By 1997, the record label was sold to Zomba Music Group's Volcano Records. Meanwhile, All American was sold to Pearson plc's Pearson Television subsidiary, and All American became Pearson Television's U.S. division. When Pearson Television merged with CLT-UFA to form the RTL Group in 2000, Pearson TV became the content production arm of the new group, then changed its name to FremantleMedia the next year, and eventually in 2018 renamed into Fremantle, thus reviving the name of that acquired companies.

Talbot Television was an international division of Pearson Television which identified itself as "All-American Fremantle".
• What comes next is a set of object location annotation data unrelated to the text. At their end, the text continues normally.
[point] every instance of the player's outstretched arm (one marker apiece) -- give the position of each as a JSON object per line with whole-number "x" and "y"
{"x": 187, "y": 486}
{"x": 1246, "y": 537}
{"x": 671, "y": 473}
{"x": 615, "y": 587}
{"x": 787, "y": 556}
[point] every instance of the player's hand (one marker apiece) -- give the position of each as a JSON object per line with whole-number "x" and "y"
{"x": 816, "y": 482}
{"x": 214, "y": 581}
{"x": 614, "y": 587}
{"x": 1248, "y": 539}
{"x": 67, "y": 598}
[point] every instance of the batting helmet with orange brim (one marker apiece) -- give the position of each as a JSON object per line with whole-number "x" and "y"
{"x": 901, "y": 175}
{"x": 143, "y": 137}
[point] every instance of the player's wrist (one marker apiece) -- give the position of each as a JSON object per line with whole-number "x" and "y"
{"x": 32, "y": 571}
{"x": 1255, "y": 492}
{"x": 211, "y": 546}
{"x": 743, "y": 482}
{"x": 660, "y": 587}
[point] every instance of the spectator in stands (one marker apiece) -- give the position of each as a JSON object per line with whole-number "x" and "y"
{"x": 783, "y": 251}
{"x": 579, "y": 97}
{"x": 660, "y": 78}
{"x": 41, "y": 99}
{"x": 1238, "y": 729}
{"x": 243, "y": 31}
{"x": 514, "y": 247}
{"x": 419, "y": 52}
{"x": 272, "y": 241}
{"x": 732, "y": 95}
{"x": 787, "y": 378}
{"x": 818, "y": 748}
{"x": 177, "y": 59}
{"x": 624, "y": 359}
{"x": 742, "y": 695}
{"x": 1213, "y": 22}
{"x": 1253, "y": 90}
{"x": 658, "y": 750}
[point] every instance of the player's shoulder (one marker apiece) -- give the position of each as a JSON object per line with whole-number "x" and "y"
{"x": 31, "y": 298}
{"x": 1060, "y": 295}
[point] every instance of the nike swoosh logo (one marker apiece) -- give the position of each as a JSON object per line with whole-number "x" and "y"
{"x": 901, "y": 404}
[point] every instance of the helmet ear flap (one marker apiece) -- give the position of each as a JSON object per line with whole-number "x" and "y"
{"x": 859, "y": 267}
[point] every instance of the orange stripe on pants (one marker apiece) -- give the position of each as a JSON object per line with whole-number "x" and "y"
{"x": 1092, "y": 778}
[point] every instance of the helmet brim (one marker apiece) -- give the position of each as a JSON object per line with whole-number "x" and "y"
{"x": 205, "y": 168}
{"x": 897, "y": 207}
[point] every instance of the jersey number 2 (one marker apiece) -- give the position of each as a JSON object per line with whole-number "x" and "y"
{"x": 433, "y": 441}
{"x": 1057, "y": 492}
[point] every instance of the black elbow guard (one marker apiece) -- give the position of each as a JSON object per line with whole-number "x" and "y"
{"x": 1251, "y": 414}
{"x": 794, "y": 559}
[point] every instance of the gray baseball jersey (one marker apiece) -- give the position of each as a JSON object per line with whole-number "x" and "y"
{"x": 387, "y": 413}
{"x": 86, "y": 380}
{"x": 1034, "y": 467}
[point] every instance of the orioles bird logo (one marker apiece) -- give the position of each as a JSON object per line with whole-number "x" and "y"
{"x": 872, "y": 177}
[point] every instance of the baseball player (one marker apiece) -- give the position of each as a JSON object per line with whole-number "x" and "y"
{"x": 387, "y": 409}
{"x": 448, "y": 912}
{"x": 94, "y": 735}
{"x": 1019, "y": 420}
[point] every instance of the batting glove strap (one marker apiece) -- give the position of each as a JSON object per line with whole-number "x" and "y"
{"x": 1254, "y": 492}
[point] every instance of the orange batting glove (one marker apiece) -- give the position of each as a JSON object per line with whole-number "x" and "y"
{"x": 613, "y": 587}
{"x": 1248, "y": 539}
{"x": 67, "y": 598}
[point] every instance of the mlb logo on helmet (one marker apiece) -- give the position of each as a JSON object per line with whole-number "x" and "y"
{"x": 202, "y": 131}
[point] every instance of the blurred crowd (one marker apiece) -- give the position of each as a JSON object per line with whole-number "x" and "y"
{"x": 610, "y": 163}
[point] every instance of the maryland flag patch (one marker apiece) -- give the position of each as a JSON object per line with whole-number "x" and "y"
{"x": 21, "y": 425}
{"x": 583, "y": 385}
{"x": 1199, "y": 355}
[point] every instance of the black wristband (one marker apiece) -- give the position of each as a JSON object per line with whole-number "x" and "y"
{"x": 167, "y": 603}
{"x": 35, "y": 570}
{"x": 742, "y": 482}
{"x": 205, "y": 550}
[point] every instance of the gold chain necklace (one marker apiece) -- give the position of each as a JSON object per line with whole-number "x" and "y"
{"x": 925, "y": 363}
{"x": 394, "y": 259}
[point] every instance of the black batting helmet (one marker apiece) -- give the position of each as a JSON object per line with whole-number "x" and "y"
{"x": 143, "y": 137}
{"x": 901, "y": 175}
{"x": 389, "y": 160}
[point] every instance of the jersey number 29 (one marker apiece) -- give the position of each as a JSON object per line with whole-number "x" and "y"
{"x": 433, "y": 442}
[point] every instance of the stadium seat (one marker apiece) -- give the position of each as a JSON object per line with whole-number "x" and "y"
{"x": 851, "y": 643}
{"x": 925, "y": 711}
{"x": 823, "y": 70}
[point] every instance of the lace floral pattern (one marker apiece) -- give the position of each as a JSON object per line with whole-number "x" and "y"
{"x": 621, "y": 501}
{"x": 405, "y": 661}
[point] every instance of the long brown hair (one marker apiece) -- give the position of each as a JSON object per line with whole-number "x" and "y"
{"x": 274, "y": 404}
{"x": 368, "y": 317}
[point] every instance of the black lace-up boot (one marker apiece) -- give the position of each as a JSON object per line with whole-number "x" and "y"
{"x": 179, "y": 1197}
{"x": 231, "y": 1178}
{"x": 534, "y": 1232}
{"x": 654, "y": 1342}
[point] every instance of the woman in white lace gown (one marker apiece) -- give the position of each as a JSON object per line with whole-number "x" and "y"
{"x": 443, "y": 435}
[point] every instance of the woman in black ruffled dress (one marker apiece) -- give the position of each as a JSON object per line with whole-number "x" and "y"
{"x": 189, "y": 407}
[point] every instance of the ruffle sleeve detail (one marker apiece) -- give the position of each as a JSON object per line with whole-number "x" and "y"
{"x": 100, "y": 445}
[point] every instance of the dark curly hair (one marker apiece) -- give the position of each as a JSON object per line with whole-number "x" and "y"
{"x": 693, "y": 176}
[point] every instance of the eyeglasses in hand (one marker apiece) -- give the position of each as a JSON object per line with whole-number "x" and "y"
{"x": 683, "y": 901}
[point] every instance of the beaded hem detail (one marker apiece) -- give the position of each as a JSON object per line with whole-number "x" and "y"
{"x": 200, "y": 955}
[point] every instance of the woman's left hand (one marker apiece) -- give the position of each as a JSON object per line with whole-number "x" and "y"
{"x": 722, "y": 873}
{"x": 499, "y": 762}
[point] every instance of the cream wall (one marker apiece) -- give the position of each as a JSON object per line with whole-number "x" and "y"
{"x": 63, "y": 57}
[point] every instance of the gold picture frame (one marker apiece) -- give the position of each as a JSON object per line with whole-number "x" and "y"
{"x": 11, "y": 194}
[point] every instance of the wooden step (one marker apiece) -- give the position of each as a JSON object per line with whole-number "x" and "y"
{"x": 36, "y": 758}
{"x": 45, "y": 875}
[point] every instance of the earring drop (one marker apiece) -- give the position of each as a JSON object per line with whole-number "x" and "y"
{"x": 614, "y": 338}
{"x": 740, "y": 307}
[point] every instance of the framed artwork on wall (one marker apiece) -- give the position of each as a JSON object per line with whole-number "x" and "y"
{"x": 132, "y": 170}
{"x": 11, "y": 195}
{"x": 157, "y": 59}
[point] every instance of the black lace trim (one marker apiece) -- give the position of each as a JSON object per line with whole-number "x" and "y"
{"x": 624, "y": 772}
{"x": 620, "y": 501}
=== Current status of the All American libraries ===
Today, the current incarnation of Fremantle (formerly FremantleMedia) holds the rights to the All American and LBS libraries, as well as the old Fremantle International library of game shows, and the Orbis Entertainment library of talk shows. Vinnedge remained with the company for several years after, including replacing Bob Barker as executive producer of The Price Is Right for the first several years after Barker's retirement in 2007; he has since retired.